Indians Demand Army Enter Mexican Ambush Town

Mark Stevenson, Google News, May 11, 2010

One of two rival factions in an Indian town where gunmen killed a Finnish rights observer and a Mexican activist demanded Monday that the government send soldiers and police to keep the peace, saying they live in fear and are largely cut off from the outside.

The request came from the Triqui Indian organization known as Ubisort–the same one that rivals accuse of being behind last month’s deadly ambush of a caravan of activists in southern Oaxaca state.

“We having been asking for the army to be sent in and police to be sent,” said Anastasio Hernandez Juarez, assistant mayor of San Juan Copala. “What we want is for order to be re-established.”

Francisca Hernandez, a 20-year-old resident clad in the Triquis’ traditional long red dress and hair ribbons, said the town has essentially been shut down since fresh violence erupted in late 2009 in a conflict that has simmered for years.

{snip}

In 2007, a group known as Multi declared an “autonomous municipality” similar to what Zapatista rebels have established in part of Chiapas state, intent on running San Juan Copala without interference from state or federal authorities. But those siding with Ubisort are angered by Multi’s insistence on refusing outside aid.

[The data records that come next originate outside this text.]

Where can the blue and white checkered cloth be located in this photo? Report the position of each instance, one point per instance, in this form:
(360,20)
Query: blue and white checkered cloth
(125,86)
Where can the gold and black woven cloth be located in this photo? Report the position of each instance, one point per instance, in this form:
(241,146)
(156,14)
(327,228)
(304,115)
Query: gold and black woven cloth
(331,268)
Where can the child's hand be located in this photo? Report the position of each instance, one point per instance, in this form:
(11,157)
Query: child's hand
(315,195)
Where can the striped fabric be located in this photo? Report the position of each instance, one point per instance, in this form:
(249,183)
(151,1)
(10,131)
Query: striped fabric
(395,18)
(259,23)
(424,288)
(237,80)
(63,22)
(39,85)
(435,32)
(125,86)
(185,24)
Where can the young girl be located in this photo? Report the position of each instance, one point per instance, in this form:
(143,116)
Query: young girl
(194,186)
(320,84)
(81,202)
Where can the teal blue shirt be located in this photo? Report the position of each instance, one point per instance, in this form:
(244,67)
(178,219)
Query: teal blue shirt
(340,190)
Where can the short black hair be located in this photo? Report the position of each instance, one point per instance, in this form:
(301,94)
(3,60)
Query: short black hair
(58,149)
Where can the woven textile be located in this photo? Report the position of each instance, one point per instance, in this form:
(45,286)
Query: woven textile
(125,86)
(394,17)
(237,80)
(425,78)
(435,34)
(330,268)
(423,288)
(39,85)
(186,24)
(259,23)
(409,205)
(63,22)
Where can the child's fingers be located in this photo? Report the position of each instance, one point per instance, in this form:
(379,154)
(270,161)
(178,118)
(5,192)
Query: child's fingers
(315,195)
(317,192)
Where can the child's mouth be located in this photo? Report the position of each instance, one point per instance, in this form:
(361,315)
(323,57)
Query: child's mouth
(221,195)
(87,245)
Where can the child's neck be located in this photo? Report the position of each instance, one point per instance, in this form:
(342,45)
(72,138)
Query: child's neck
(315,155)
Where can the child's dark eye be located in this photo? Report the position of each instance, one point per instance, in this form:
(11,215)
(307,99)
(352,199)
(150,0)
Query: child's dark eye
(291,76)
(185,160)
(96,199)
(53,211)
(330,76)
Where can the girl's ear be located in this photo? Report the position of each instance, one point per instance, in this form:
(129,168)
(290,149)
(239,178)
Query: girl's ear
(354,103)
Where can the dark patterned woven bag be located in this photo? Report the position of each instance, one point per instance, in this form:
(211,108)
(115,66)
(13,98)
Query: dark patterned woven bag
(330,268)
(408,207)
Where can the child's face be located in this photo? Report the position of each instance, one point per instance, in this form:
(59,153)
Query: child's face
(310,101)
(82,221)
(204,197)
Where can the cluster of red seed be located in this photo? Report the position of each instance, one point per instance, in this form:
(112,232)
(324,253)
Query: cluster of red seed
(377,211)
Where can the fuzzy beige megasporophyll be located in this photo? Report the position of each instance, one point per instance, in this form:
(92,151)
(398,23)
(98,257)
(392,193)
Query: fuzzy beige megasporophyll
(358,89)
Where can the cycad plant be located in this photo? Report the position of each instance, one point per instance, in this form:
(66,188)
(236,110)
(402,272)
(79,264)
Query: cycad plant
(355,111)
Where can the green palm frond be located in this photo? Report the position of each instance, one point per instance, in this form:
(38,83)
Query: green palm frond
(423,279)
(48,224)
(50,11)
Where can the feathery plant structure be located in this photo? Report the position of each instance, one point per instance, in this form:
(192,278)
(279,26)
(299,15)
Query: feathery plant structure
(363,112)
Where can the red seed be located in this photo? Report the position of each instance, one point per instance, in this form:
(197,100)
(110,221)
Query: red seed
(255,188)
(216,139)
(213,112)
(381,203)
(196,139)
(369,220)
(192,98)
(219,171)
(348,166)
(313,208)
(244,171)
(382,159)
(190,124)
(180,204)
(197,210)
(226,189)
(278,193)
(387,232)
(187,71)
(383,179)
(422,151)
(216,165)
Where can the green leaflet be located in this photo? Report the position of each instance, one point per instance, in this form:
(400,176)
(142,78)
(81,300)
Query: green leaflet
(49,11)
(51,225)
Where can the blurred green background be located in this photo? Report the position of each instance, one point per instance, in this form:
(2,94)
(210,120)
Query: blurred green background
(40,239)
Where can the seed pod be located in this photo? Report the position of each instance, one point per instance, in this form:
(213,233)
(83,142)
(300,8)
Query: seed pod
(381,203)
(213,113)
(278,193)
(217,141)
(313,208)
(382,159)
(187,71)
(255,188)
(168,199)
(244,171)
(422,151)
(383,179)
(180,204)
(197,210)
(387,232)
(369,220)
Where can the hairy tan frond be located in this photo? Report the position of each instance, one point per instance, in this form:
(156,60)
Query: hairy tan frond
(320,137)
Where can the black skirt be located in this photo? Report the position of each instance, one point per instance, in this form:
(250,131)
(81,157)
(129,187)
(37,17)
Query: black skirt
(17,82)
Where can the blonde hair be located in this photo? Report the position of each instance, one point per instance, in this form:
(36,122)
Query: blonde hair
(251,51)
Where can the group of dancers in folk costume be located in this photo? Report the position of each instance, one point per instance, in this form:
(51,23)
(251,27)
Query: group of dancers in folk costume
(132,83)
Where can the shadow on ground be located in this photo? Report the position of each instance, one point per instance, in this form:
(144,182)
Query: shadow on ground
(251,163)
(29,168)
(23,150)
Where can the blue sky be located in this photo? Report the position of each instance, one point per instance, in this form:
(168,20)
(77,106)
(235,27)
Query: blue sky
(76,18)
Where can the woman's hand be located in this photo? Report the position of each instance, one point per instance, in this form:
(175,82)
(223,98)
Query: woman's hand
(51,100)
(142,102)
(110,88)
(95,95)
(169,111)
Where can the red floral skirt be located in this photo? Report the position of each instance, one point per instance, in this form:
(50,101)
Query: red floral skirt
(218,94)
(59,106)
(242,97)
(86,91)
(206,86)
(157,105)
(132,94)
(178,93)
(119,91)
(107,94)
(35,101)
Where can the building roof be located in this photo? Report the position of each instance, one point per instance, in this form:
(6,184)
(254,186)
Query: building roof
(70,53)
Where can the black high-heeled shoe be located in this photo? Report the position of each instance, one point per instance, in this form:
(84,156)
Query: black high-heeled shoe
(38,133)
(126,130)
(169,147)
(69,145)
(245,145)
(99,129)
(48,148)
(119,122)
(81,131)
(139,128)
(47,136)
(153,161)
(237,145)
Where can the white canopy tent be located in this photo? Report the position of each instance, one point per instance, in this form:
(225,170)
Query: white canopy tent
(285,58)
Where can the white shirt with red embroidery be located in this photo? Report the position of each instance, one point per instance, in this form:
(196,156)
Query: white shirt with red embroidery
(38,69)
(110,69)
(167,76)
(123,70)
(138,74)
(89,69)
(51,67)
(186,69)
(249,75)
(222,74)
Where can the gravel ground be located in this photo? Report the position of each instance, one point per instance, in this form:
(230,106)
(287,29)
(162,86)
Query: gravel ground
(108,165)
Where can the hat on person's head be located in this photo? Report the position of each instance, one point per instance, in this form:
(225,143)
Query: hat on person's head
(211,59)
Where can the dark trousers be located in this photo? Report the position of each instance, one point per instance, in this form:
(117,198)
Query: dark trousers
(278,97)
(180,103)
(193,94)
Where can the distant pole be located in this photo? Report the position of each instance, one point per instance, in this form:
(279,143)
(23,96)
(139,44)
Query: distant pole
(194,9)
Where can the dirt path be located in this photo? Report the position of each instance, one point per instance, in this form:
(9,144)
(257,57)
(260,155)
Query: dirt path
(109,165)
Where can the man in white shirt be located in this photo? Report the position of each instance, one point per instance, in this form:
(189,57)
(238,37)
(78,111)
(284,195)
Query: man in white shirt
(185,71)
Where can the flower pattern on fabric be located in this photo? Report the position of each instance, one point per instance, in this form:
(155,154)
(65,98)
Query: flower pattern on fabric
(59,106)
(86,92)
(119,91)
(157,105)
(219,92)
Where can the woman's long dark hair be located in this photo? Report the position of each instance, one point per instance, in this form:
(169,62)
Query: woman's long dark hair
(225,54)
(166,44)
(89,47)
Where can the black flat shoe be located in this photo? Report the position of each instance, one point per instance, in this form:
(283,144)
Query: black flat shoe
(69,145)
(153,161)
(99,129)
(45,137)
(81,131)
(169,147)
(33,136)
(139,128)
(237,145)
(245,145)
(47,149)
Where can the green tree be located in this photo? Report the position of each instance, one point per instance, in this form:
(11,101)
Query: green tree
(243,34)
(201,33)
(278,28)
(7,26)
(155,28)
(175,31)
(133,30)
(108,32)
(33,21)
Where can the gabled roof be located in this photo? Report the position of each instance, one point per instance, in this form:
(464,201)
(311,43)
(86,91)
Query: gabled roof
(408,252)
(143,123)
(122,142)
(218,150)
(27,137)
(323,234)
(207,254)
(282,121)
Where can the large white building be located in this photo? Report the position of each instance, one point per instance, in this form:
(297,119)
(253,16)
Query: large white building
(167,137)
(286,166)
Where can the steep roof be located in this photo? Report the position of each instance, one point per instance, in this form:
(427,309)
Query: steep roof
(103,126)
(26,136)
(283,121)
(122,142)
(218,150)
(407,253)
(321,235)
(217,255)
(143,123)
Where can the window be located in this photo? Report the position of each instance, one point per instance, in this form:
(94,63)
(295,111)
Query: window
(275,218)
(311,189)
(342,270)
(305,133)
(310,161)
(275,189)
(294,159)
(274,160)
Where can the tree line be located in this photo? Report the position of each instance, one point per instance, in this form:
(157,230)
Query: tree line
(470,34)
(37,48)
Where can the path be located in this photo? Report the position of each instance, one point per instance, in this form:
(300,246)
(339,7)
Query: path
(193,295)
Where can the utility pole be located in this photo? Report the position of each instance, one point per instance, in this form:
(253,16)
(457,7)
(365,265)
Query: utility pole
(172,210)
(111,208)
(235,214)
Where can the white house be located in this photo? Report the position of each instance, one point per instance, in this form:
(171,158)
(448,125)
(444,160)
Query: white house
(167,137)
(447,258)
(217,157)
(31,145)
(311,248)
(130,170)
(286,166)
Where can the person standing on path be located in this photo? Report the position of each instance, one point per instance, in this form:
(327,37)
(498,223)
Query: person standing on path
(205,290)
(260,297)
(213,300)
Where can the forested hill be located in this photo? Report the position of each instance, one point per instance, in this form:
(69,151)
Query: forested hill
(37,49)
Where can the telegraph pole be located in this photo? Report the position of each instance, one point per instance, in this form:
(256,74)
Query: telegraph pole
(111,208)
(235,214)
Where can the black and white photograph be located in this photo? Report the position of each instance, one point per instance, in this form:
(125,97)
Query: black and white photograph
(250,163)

“The people of San Juan Copala don’t want that kind of government,” said Hernandez Juarez, the assistant mayor. “We let them govern for four years, and they blocked all kinds of federal social programs. And the ones who are paying the price are the women and children.”

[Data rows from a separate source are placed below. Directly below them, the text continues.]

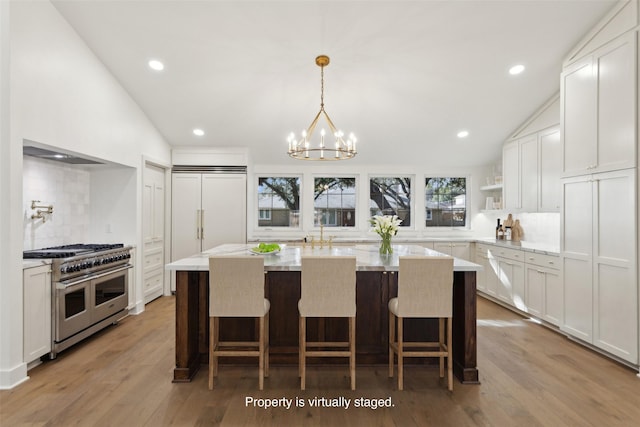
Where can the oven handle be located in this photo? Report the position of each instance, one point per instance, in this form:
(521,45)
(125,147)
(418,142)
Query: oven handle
(65,285)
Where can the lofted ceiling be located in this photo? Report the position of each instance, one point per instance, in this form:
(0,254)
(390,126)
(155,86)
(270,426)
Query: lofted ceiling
(405,76)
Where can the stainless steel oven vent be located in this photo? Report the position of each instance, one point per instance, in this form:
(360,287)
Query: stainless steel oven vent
(42,153)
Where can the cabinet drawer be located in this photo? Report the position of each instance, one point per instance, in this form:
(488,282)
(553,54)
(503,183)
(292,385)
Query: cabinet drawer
(510,254)
(482,249)
(542,260)
(155,281)
(153,260)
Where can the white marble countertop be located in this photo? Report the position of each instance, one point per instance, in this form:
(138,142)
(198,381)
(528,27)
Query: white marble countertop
(524,245)
(289,258)
(31,263)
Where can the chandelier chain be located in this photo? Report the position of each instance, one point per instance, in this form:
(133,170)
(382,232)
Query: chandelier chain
(340,149)
(322,87)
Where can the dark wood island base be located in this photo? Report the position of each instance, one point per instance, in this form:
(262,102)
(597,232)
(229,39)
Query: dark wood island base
(282,288)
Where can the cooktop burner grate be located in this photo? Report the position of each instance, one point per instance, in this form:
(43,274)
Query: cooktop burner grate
(67,251)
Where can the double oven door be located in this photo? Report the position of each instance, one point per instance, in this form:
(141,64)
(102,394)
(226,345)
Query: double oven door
(81,303)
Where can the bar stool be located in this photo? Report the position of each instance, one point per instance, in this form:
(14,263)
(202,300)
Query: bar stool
(236,289)
(425,290)
(328,289)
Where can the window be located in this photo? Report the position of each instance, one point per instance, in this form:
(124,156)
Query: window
(334,202)
(391,196)
(445,202)
(278,202)
(265,215)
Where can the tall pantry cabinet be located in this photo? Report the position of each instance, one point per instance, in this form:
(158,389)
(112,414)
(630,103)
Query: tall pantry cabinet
(599,213)
(208,209)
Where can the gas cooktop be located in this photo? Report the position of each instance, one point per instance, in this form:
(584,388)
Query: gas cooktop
(67,251)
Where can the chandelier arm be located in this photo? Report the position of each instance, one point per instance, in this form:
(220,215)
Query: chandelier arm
(312,126)
(329,122)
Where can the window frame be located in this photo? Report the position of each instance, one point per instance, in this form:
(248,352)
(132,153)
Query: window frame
(335,210)
(412,213)
(260,228)
(467,204)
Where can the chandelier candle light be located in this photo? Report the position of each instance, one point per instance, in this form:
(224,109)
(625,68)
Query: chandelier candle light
(340,150)
(386,226)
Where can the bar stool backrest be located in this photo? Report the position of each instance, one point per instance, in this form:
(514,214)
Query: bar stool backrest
(425,286)
(328,286)
(236,286)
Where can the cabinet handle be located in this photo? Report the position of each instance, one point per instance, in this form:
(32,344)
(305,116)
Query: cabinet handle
(198,218)
(202,224)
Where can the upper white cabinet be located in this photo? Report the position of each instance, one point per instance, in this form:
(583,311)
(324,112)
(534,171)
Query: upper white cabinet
(511,176)
(36,312)
(531,168)
(599,109)
(549,170)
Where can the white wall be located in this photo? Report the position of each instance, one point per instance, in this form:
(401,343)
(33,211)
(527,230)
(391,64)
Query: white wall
(66,188)
(56,92)
(12,369)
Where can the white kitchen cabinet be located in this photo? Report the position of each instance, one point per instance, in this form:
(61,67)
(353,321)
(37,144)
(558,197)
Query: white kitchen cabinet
(599,261)
(511,176)
(510,277)
(208,209)
(543,287)
(486,279)
(457,249)
(549,170)
(529,175)
(153,224)
(599,109)
(532,168)
(36,285)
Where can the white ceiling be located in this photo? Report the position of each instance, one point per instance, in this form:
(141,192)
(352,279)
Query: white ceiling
(405,76)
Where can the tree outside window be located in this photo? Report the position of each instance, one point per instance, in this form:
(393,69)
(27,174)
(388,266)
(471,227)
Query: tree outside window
(334,202)
(278,202)
(445,202)
(391,196)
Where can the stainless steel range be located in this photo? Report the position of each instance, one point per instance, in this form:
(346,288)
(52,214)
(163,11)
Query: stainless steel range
(89,289)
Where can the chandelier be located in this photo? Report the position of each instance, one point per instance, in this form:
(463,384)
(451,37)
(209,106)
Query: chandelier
(303,149)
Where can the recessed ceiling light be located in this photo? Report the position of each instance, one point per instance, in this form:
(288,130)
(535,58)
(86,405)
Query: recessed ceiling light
(154,64)
(516,69)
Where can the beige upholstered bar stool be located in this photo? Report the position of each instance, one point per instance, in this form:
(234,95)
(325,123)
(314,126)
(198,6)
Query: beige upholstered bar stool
(236,289)
(328,289)
(425,290)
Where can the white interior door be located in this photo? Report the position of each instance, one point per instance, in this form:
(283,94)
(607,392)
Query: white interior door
(185,215)
(153,224)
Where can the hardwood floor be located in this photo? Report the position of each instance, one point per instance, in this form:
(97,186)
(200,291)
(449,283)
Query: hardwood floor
(530,376)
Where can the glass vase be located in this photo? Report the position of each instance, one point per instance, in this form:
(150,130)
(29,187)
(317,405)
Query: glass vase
(385,245)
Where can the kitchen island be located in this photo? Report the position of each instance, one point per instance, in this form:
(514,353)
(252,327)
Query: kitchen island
(376,283)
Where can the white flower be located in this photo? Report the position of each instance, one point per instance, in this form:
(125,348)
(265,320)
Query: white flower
(385,225)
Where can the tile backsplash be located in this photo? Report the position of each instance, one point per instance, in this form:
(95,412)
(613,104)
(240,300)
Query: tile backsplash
(66,188)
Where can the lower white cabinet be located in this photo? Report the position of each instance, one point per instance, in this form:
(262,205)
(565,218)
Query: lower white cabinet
(460,250)
(36,287)
(527,281)
(543,287)
(511,277)
(486,279)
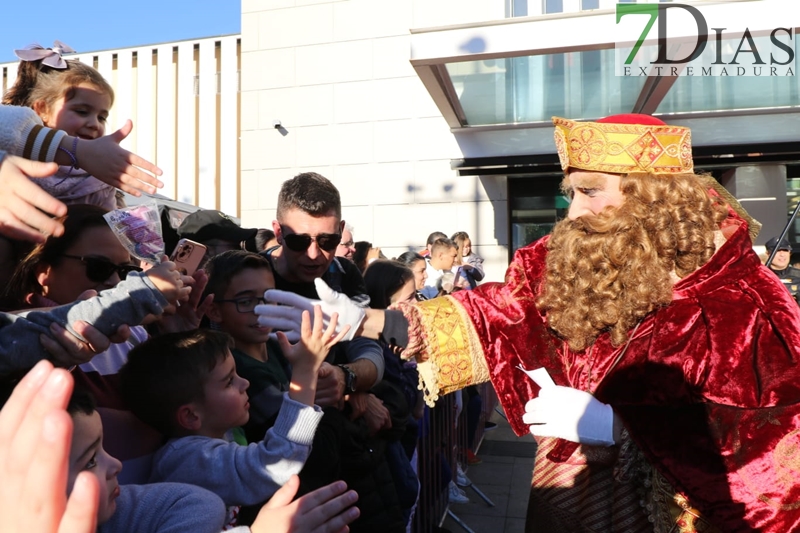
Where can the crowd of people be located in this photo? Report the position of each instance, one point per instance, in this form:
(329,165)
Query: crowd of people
(140,397)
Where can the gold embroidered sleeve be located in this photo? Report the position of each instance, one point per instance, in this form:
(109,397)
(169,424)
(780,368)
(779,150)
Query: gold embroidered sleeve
(444,342)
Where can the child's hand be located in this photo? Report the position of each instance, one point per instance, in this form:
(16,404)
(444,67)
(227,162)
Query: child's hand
(325,510)
(314,344)
(107,161)
(174,286)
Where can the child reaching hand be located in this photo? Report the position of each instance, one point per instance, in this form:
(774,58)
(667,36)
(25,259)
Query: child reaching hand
(186,386)
(73,97)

Today, both Ubisort and Multi say, gunmen roam outside the village shooting at rivals. Schools have been closed for weeks because teachers fled and refuse to return while the violence persists.

Even traveling the region’s dirt roads means putting one’s life in danger {snip}.

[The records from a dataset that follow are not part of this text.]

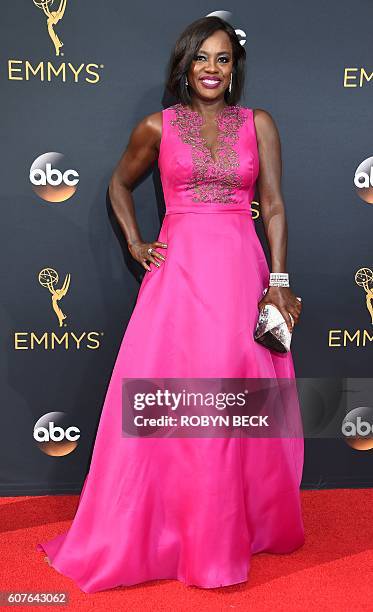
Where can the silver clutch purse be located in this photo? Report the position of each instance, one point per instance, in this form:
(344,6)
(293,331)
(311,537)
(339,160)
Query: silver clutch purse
(271,329)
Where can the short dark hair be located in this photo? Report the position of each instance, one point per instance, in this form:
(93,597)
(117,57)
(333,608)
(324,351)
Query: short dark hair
(187,46)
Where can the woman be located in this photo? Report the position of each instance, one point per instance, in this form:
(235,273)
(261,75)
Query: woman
(194,509)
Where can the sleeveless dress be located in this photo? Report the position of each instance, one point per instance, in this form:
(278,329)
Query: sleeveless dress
(191,509)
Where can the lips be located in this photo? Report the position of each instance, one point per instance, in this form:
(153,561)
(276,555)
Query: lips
(210,82)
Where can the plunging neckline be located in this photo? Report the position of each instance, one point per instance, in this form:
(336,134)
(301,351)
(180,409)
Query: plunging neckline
(217,119)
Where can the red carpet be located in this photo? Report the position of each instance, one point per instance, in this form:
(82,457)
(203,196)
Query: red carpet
(332,571)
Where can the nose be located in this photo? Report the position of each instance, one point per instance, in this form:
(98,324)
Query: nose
(211,66)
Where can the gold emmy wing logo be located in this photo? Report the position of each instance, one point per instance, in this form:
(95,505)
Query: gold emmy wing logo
(363,278)
(49,278)
(53,17)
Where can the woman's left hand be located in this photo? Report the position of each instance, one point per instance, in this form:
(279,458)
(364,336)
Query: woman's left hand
(286,302)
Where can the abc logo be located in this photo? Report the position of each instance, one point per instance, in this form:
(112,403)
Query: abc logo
(363,180)
(55,435)
(357,428)
(52,177)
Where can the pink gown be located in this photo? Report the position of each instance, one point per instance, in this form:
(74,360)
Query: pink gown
(191,509)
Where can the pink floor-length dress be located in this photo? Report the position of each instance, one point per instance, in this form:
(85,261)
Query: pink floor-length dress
(192,509)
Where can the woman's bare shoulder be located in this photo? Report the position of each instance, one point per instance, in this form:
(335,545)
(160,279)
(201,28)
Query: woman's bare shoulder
(148,130)
(152,124)
(264,122)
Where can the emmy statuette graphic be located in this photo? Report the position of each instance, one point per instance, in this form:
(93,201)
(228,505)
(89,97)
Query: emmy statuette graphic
(53,17)
(49,278)
(363,278)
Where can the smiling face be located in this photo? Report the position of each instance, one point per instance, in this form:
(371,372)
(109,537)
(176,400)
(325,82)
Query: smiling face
(210,71)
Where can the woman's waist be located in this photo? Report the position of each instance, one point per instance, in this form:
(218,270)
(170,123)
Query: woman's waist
(208,209)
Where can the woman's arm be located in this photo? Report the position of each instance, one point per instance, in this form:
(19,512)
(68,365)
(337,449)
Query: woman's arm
(273,212)
(141,151)
(269,185)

With journalists and activists afraid to enter San Juan Copala for months, the caravan was put together so outsiders could witness conditions in the town firsthand.

Caravan organizers call Ubisort and another pro-government group “paramilitaries” and say they were likely behind the attack.

Gabriela Jimenez of the People’s Assembly of Oaxaca–a leftist group that seized control of the state capital for almost five months in 2006 and helped organize the ill-fated trip–blamed Ubisort for the killings, saying it was allied with what she described as repressive state authorities.

Hernandez Juarez denied responsibility for the ambush and even accused Multi of attacking its own caravan in a ruse to gain public sympathy.

{snip}

Mexico’s federal government, sensitive about claims of Indian autonomous rights and the upcoming gubernatorial election in Oaxaca, has been loath to intervene.